Walking the Path of the Past

travel-log(Written Feb. 11) – Last full day in Naples; fly out for Virginia tomorrow.  This has been a very hard trip in many ways.  Partly by the news of not getting into William and Mary, partly by the reality of having to start planning for a different future, and partly by the simple fact that, after Gaeta last Sunday, I fell ill.

HARD.

Still, I had to teach so I dragged myself out of my room and got into character and taught.   But Monday to Wednesday was rather awful.  Not only was my body very unhappy, but when I get sick my moods crash, and I’ve already enough on my plate to make anyone feel isolated without illness.

Fortunately I got better in time for the Path of the Gods on Thursday, and I think that strenuous hike burned the remnants of my illness out of me.

Today I headed back into downtown Naples and walked the Path of the Past.  There are a few entrances to Naples Underground–archaeological excavations under the modern city opening up access to its roots.  I chose to enter through the museum church of San Lorenzo Maggiore, which used to be a Franciscan order.  The church itself is a magnificent structure, and well worth seeing.  But then our tour guide led us down 2,000 years ago.

Original Greek structures were built on top of by the later Romans.  Greeks built with large blocks and no mortar.  The Romans introduced smaller blocks with mortar.  This both allowed for more intricate designs AND served to display their wealth (smaller blocks mean more labor to build, meaning more cost, meaning more money to pay for the labor, meaning more wealth…you get the idea).
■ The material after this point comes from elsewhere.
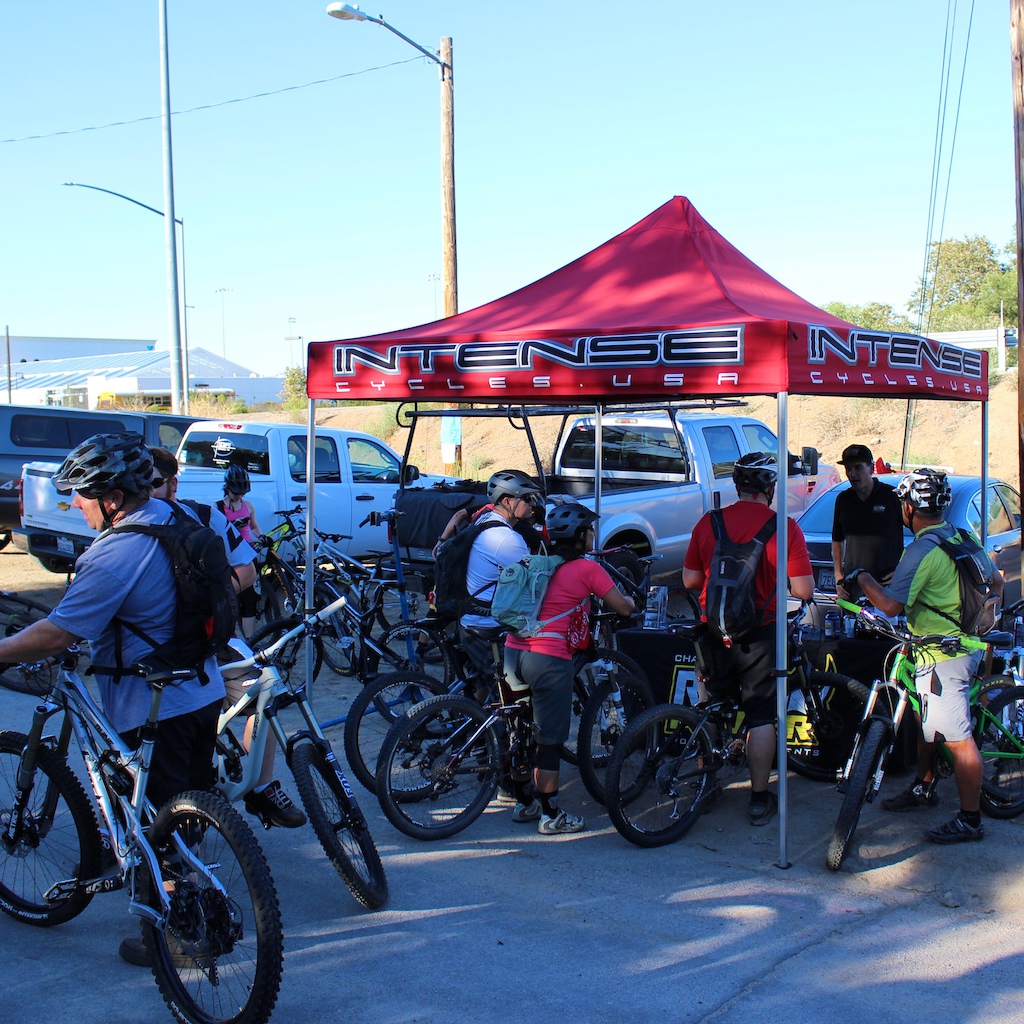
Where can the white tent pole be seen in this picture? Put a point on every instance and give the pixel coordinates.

In places the Romans simply built a wall in front of an exist Greek wall.  In others they built on top of the Greek structures…until The Flood.

In the 5th century a flood buried the whole area under several meters of mud.  This flood was no volcanic event; it was just a flood.  But it filled in the area as surely as Vesuvius’ mud flows sealed Pompeii and Herculaneum.

The medieval Neapolitans rebuilt atop this mud.  In a few select places the tunneled down and you find medieval steps accessing the ancient Roman spaces.  But, by and large, the ancient world was sealed from the medieval world.  And then, as it common, the modern era began to grow up atop the medieval world.

The upshot is that modern Naples is like many modern cities.  It is not sitting on a solid bed of bedrock; the modern shops and streets and monuments are resting atop a honeycomb of ancient structures that show no sign of collapse.  It is a testament to those ancient engineers that their hand-built cities of stone and complex tile mosaics provide a secure foundation for our modern world.

I continued my journey into the past by visiting two magnificent basilicas while in search of the Veiled Christ, a 1753 work by Giuseppe Sammartino that skillfully shows the body of Christ under a veil.  It’s all stone, but the veil looks like a cloth gently draped over the statue.

I never found it.

However…

I discovered tonight that I was actually IN the church with the statue today!  I did NOT realize it, but the second basilica I toured WAS the church with that wonderful statue…and I missed it.

AARRRGUGH!!!!!

Still, this gives me a reason to come back (as if I needed a reason to return to this wonderfully chaotic collision of humanity).

It was good to walk the streets of downtown Naples again.  To eat in an open air cafe, stop a couple of times for a proper cafe espresso.

Despite missing the Veiled Christ, it was a good last day.  I just wish I had someone to have shared the adventure with because, oh, what an adventure it was!